W niedzielne popołudnie na drodze krajowej nr 62 w miejscowości Skuszew (powiat wyszkowski) doszło do tragicznego w skutkach wypadku. W zdarzeniu zginął 58-letni rowerzysta. Sprawca uciekł, ukrył auto nad rzeką a kluczyki i dokumenty wrzucił do wody.
Do wypadku doszło w niedzielę, 12 września około południa. Jak wstępnie ustalili funkcjonariusze wyszkowskiej policji pracujący pod nadzorem prokuratora, 21-letni kierowca bmw podczas manewru wyprzedzania potrącił 58-letniego rowerzystę, a następnie uderzył w tył znajdującego się przed nim auta. Po wszystkim uciekł z miejsca zdarzenia.

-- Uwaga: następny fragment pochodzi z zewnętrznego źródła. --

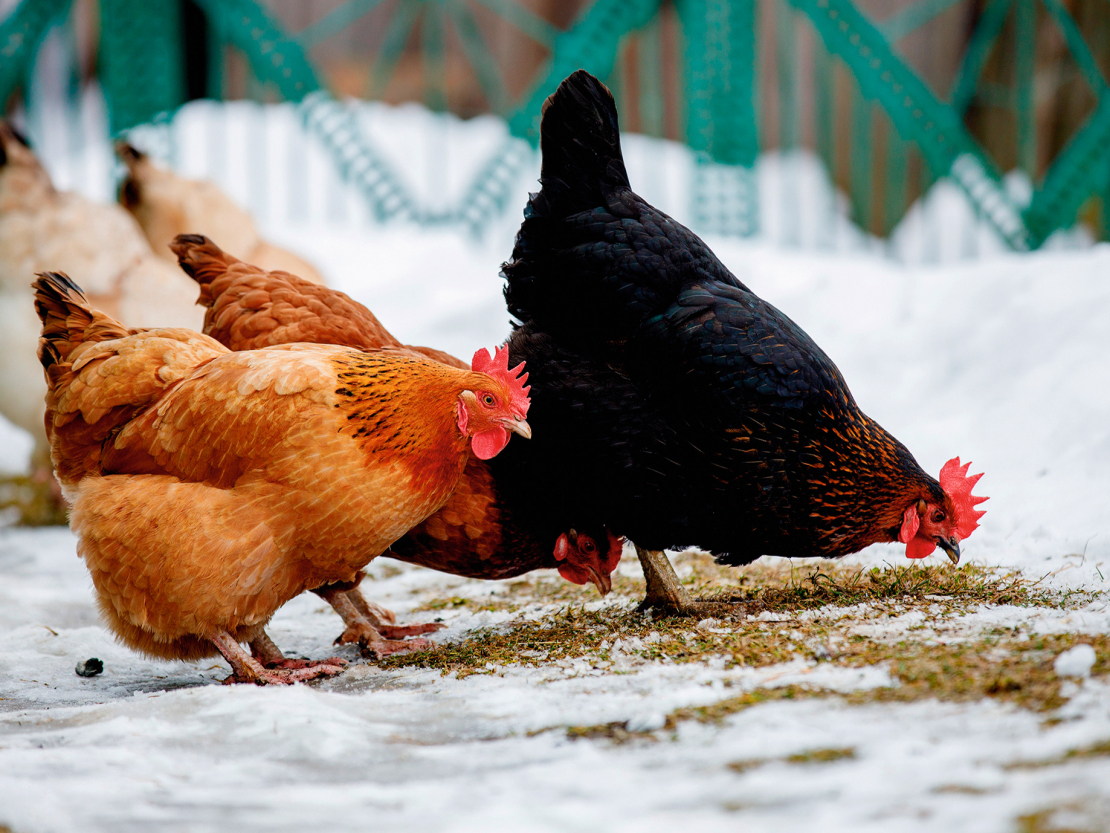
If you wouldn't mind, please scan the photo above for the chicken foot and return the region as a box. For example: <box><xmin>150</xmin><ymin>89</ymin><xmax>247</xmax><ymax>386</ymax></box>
<box><xmin>209</xmin><ymin>631</ymin><xmax>346</xmax><ymax>685</ymax></box>
<box><xmin>313</xmin><ymin>585</ymin><xmax>443</xmax><ymax>659</ymax></box>
<box><xmin>336</xmin><ymin>588</ymin><xmax>447</xmax><ymax>644</ymax></box>
<box><xmin>634</xmin><ymin>542</ymin><xmax>714</xmax><ymax>616</ymax></box>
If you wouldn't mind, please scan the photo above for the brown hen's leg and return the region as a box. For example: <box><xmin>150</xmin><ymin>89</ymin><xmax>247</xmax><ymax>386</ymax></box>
<box><xmin>210</xmin><ymin>631</ymin><xmax>346</xmax><ymax>685</ymax></box>
<box><xmin>346</xmin><ymin>588</ymin><xmax>397</xmax><ymax>625</ymax></box>
<box><xmin>636</xmin><ymin>546</ymin><xmax>712</xmax><ymax>616</ymax></box>
<box><xmin>346</xmin><ymin>588</ymin><xmax>447</xmax><ymax>640</ymax></box>
<box><xmin>313</xmin><ymin>584</ymin><xmax>443</xmax><ymax>659</ymax></box>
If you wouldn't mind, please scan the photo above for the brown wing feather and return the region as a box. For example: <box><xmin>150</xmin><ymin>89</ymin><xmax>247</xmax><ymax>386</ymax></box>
<box><xmin>34</xmin><ymin>272</ymin><xmax>228</xmax><ymax>486</ymax></box>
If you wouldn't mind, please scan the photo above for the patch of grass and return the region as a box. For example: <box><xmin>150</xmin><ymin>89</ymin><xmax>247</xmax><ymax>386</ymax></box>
<box><xmin>1017</xmin><ymin>807</ymin><xmax>1093</xmax><ymax>833</ymax></box>
<box><xmin>0</xmin><ymin>475</ymin><xmax>69</xmax><ymax>528</ymax></box>
<box><xmin>786</xmin><ymin>747</ymin><xmax>856</xmax><ymax>764</ymax></box>
<box><xmin>1002</xmin><ymin>741</ymin><xmax>1110</xmax><ymax>770</ymax></box>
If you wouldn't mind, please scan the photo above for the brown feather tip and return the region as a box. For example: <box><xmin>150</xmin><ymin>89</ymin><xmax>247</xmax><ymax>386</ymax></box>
<box><xmin>170</xmin><ymin>234</ymin><xmax>228</xmax><ymax>284</ymax></box>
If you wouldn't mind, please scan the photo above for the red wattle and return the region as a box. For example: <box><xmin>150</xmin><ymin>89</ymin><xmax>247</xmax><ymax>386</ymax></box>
<box><xmin>558</xmin><ymin>563</ymin><xmax>589</xmax><ymax>584</ymax></box>
<box><xmin>906</xmin><ymin>538</ymin><xmax>937</xmax><ymax>559</ymax></box>
<box><xmin>898</xmin><ymin>506</ymin><xmax>921</xmax><ymax>544</ymax></box>
<box><xmin>555</xmin><ymin>532</ymin><xmax>571</xmax><ymax>561</ymax></box>
<box><xmin>471</xmin><ymin>428</ymin><xmax>508</xmax><ymax>460</ymax></box>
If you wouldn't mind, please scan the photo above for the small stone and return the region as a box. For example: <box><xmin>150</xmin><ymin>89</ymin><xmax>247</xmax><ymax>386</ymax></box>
<box><xmin>1052</xmin><ymin>643</ymin><xmax>1096</xmax><ymax>676</ymax></box>
<box><xmin>74</xmin><ymin>656</ymin><xmax>104</xmax><ymax>676</ymax></box>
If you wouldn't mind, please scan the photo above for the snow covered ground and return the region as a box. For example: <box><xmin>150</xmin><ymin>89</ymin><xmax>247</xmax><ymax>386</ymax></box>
<box><xmin>0</xmin><ymin>92</ymin><xmax>1110</xmax><ymax>833</ymax></box>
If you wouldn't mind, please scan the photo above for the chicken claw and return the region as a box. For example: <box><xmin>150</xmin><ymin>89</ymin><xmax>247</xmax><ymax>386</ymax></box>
<box><xmin>211</xmin><ymin>631</ymin><xmax>346</xmax><ymax>685</ymax></box>
<box><xmin>315</xmin><ymin>586</ymin><xmax>446</xmax><ymax>656</ymax></box>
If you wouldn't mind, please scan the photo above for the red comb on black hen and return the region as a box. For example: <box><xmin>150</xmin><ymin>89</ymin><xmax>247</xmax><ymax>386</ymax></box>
<box><xmin>494</xmin><ymin>70</ymin><xmax>978</xmax><ymax>609</ymax></box>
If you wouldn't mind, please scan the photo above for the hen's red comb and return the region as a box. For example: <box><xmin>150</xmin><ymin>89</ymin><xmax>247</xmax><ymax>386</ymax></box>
<box><xmin>940</xmin><ymin>456</ymin><xmax>990</xmax><ymax>541</ymax></box>
<box><xmin>471</xmin><ymin>347</ymin><xmax>532</xmax><ymax>418</ymax></box>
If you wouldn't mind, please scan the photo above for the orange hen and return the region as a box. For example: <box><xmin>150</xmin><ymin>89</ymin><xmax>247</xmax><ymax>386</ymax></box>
<box><xmin>170</xmin><ymin>234</ymin><xmax>623</xmax><ymax>640</ymax></box>
<box><xmin>34</xmin><ymin>273</ymin><xmax>529</xmax><ymax>683</ymax></box>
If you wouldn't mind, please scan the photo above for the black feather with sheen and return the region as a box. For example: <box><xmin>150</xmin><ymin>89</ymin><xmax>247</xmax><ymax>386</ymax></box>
<box><xmin>492</xmin><ymin>71</ymin><xmax>942</xmax><ymax>563</ymax></box>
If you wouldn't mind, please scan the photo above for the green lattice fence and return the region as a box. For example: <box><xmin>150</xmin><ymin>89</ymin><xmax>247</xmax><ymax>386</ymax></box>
<box><xmin>0</xmin><ymin>0</ymin><xmax>1110</xmax><ymax>250</ymax></box>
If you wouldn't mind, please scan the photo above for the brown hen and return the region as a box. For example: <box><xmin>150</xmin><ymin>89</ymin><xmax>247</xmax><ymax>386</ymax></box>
<box><xmin>171</xmin><ymin>234</ymin><xmax>623</xmax><ymax>639</ymax></box>
<box><xmin>34</xmin><ymin>273</ymin><xmax>531</xmax><ymax>683</ymax></box>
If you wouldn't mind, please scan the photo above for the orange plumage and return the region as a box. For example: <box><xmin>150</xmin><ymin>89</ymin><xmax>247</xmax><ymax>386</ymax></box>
<box><xmin>34</xmin><ymin>273</ymin><xmax>528</xmax><ymax>682</ymax></box>
<box><xmin>170</xmin><ymin>234</ymin><xmax>623</xmax><ymax>608</ymax></box>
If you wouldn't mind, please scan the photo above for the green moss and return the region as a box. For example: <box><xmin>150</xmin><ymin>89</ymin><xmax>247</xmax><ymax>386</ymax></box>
<box><xmin>381</xmin><ymin>555</ymin><xmax>1110</xmax><ymax>724</ymax></box>
<box><xmin>786</xmin><ymin>747</ymin><xmax>856</xmax><ymax>764</ymax></box>
<box><xmin>1017</xmin><ymin>807</ymin><xmax>1092</xmax><ymax>833</ymax></box>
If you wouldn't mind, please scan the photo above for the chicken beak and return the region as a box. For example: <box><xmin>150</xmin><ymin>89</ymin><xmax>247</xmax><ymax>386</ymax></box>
<box><xmin>501</xmin><ymin>417</ymin><xmax>532</xmax><ymax>440</ymax></box>
<box><xmin>937</xmin><ymin>535</ymin><xmax>960</xmax><ymax>566</ymax></box>
<box><xmin>586</xmin><ymin>564</ymin><xmax>613</xmax><ymax>595</ymax></box>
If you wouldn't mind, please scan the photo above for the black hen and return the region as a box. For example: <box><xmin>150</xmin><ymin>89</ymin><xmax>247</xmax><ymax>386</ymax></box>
<box><xmin>494</xmin><ymin>70</ymin><xmax>980</xmax><ymax>603</ymax></box>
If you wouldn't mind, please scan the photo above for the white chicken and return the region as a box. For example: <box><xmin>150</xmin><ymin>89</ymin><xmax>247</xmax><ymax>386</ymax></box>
<box><xmin>115</xmin><ymin>143</ymin><xmax>324</xmax><ymax>283</ymax></box>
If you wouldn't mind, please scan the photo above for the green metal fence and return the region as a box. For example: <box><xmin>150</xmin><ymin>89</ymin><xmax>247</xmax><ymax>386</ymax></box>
<box><xmin>0</xmin><ymin>0</ymin><xmax>1110</xmax><ymax>251</ymax></box>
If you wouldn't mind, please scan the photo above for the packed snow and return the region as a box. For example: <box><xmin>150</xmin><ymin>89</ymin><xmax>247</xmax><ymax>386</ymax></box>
<box><xmin>0</xmin><ymin>94</ymin><xmax>1110</xmax><ymax>833</ymax></box>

Niestety w wyniku wypadku śmierć poniósł 58-letni rowerzysta, mieszkaniec powiatu wyszkowskiego.
- informuje komisarz Damian Wroczyński, rzecznik prasowy KPP w Wyszkowie.

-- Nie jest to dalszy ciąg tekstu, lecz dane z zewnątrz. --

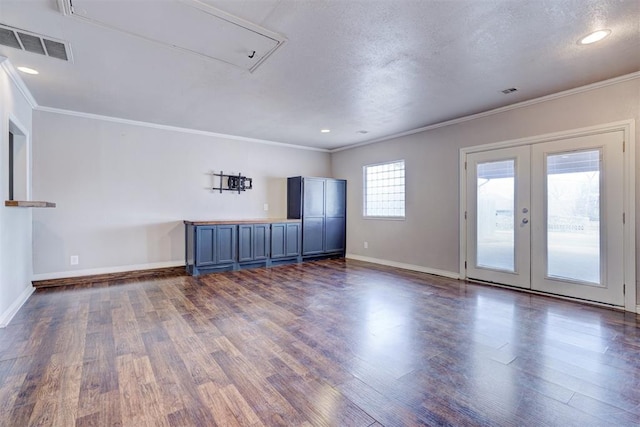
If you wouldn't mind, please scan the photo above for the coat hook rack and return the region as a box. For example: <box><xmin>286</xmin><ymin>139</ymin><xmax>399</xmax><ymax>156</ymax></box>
<box><xmin>211</xmin><ymin>171</ymin><xmax>253</xmax><ymax>194</ymax></box>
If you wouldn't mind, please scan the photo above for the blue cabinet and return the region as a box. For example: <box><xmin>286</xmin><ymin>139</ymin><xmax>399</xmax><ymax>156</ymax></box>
<box><xmin>185</xmin><ymin>224</ymin><xmax>237</xmax><ymax>275</ymax></box>
<box><xmin>287</xmin><ymin>176</ymin><xmax>347</xmax><ymax>258</ymax></box>
<box><xmin>185</xmin><ymin>220</ymin><xmax>302</xmax><ymax>276</ymax></box>
<box><xmin>271</xmin><ymin>222</ymin><xmax>301</xmax><ymax>264</ymax></box>
<box><xmin>238</xmin><ymin>224</ymin><xmax>271</xmax><ymax>265</ymax></box>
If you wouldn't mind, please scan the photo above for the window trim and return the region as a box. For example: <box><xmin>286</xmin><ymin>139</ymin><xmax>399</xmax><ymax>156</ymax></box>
<box><xmin>362</xmin><ymin>159</ymin><xmax>407</xmax><ymax>221</ymax></box>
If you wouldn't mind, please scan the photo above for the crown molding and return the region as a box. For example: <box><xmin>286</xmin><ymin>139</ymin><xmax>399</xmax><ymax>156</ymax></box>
<box><xmin>0</xmin><ymin>56</ymin><xmax>38</xmax><ymax>108</ymax></box>
<box><xmin>34</xmin><ymin>106</ymin><xmax>329</xmax><ymax>153</ymax></box>
<box><xmin>329</xmin><ymin>71</ymin><xmax>640</xmax><ymax>153</ymax></box>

Sprawca uciekł, próbował zacierać ślady
Mundurowi wszczęli poszukiwania sprawcy tego zdarzenia. Krótko po wypadku kierujący bmw sam zgłosił się na policję. To 21-letni mieszkaniec powiatu wyszkowskiego. Auto, którym spowodował wypadek ukrył nad rzeką. Kluczyki i dokumenty wrzucił do wody.
W chwili, gdy 21-latek zgłosił się na komendę był pijany. Badanie alkomatem wykazało 1,5 promila. Mężczyzna tłumaczył, że pił alkohol dopiero po wypadku. Pobrano od niego krew do dalszych badań. Próbki krwi badane będą także pod kątem środków odurzających.
Ucieczka z miejsca wypadku ze skutkiem śmiertelnym traktowana jest dokładnie tak samo, jak spowodowanie tego wypadku w stanie nietrzeźwości. Mężczyźnie grozi do 12 lat pozbawienia wolności.
- dodaje kom. Wroczyński.
Sprawa będzie miała swój finał przed sądem. Jeszcze dziś mężczyzna może usłyszeć zarzuty.